10. La vacuna de nanopartículas para uso de la reivindicación 9, en donde la glicoproteína F de RSV se selecciona del grupo que consiste en las SEQ ID NOS: 3-12 y variantes de las SEQ ID NOS: 3-12 que carecen de parte o de todo el péptido señal N-terminal.

11. La vacuna de nanopartículas para uso de la reivindicación 11, en donde la glicoproteína F de RSV comprende la SEQ ID<n>O: 19.

12. La vacuna de nanopartículas para uso de la reivindicación 11, en donde la glicoproteína F de RSV consiste en la SEQ ID NO:19.

13. La vacuna de nanopartículas para uso de la reivindicación 12, en donde el detergente no iónico es PS80.

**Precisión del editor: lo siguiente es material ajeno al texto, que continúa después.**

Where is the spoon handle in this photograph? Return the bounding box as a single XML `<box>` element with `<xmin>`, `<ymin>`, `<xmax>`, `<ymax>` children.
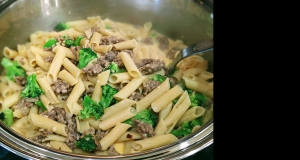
<box><xmin>168</xmin><ymin>39</ymin><xmax>214</xmax><ymax>73</ymax></box>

14. Una composición inmunogénica para uso en la reducción de exacerbaciones de enfermedad pulmonar obstructiva crónica (COPD) en respuesta a una agresión ambiental no biológica en un humano, en donde la composición inmunogénica comprende una primera nanopartícula, en donde la primera nanopartícula comprende un núcleo de detergente no iónico PS80 y una primera glicoproteína de fusión (F) del virus respiratorio sincitial (RSV), en donde la glicoproteína F de RSV está asociada con el núcleo y el detergente está presente en un 0.03 % ± un intervalo del 10 % a 0.05 % ± un intervalo de 10 %.